Goldstein carefully documents both his hopes and disillusionments with how this promise played out, for good and ill. This is a book in which people loom large – from titans such as Mick Jagger, Janis Joplin, and Jim Morrison to such minor figures as the Fugs, the Plaster Casters, Tiny Tim, and a plethora of young men who chose to adopt the nom de paix of Groovy – all of whom collectively give an indispensable, trippy tang to the main dish on offer. (Goldstein’s reflections on the sad life of Tiny Tim, as well as his recollections of hanging out at Ratner’s with Janis Joplin, are alone worth the price of the book.)
Ultimately, Goldstein cannot confine himself to discussing the music scene alone. He documents the growth of the hippie movement, including a lengthy excursion to San Francisco during the Summer of Love, where he found an ugly misery lurking beneath the flowers-in-the-hair, and concludes with the rise of such would-be revolutionaries as the Yippies and the Black Panthers, whom he sees as heroic and redemptive figures. Here, as throughout the book, Goldstein’s opinions are provocative, and his prose has a compelling flair.
Where Goldstein is synoptic and personal, Carlin stays firmly in the third person in his narrative of the career of one individual: Morris Levy, the driving force behind the Manhattan jazz club Birdland and the important independent label Roulette Records. While there is an impressive cast of musical artists parading through the pages of the book — Count Basie, Charlie Parker, Joey Dee, Tommy James, and more — they are treated as largely interchangeable figures in a seemingly timeless morality play that pits the Unscrupulous against the Unwary, important not for the music they created but for being exploitable putty in the hands of the avaricious Levy.
Tales of how intimidating machers like Levy took advantage of vulnerable artists who, at least early in their careers, put a higher value on fame and the hedonistic perks of stardom than they did on money, are legion by now, and schemes similar to those that Levy concocted, most of which revolved around the shadowy world of “music publishing,” have been documented many times over. What made Levy stand out from the crowd?
Carlin lives up to his title by documenting Levy’s ties to organized crime; Roulette’s offices were a virtually undisguised clubhouse for mob muscle who would make Luca Brasi seem tame.
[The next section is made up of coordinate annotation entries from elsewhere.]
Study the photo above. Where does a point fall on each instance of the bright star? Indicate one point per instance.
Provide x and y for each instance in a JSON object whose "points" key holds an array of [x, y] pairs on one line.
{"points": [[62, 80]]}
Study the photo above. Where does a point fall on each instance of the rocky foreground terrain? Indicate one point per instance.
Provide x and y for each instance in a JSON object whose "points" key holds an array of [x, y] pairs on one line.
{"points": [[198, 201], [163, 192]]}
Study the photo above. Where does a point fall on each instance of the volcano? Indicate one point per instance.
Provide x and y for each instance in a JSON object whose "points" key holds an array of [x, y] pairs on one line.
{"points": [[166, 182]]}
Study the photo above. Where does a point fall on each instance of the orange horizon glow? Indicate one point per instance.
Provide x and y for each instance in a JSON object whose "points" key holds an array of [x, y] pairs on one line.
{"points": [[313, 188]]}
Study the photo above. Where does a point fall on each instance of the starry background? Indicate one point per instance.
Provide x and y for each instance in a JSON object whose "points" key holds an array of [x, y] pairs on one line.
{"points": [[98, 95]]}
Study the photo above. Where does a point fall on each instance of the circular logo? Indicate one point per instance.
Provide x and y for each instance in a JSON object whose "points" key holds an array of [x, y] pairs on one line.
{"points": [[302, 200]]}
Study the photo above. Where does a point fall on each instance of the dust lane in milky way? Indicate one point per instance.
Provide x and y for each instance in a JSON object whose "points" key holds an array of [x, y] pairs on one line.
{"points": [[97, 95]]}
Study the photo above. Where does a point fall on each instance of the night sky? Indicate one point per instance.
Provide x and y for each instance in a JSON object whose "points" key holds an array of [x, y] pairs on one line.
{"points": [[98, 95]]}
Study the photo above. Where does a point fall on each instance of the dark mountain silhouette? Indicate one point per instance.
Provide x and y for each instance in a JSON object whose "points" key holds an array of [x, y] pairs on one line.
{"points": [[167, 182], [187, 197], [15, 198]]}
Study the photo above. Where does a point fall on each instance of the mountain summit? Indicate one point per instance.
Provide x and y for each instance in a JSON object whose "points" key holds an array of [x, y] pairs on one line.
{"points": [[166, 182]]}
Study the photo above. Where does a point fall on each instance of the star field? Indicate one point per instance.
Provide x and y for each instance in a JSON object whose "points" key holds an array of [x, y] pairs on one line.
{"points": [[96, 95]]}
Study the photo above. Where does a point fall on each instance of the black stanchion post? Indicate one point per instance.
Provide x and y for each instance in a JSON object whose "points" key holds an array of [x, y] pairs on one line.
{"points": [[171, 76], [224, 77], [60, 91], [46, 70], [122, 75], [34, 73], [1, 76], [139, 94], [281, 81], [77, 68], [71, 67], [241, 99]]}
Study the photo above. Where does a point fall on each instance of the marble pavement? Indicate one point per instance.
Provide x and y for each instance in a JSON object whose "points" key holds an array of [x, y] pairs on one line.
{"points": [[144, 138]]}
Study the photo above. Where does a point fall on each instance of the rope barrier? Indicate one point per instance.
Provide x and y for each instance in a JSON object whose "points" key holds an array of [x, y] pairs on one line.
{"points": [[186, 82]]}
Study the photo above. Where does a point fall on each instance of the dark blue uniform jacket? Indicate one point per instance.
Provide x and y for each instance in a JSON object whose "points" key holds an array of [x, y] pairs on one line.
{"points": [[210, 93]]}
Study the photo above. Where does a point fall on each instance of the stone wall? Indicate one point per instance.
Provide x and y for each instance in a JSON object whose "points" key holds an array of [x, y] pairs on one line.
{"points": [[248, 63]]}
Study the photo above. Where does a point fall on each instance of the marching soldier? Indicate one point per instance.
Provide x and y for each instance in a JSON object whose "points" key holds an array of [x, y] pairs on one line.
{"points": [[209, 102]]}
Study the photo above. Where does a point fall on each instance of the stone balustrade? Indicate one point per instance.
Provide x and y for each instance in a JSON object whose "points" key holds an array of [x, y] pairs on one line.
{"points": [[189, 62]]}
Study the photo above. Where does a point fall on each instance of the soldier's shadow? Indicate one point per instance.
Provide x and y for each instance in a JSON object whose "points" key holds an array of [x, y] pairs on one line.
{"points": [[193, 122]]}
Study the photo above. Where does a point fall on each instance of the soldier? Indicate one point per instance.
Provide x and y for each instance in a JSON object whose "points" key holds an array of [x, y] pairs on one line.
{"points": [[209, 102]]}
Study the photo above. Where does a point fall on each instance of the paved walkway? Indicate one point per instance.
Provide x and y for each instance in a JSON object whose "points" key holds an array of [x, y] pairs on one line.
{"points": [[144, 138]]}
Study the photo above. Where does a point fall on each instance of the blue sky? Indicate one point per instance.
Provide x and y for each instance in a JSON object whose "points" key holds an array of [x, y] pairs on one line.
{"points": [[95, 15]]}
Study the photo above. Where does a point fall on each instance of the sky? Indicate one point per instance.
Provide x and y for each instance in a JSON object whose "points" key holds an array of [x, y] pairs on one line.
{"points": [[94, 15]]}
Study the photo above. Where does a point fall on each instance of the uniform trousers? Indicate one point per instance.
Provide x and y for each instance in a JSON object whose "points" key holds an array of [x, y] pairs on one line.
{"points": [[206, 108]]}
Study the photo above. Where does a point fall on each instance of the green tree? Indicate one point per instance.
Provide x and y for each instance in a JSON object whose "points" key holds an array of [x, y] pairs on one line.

But when he gets down to cases, he provides both too much detail and not enough substance to sustain the reader’s interest. Levy’s schemes were so complicated that they are virtually impossible to explain, or follow, and despite the best efforts of able prosecutors and plaintiffs’ lawyers, many claims against Levy could not be conclusively proved, leading Carlin to fill in a lot of blanks with speculations about what might have, or must have happened, rather than solid facts.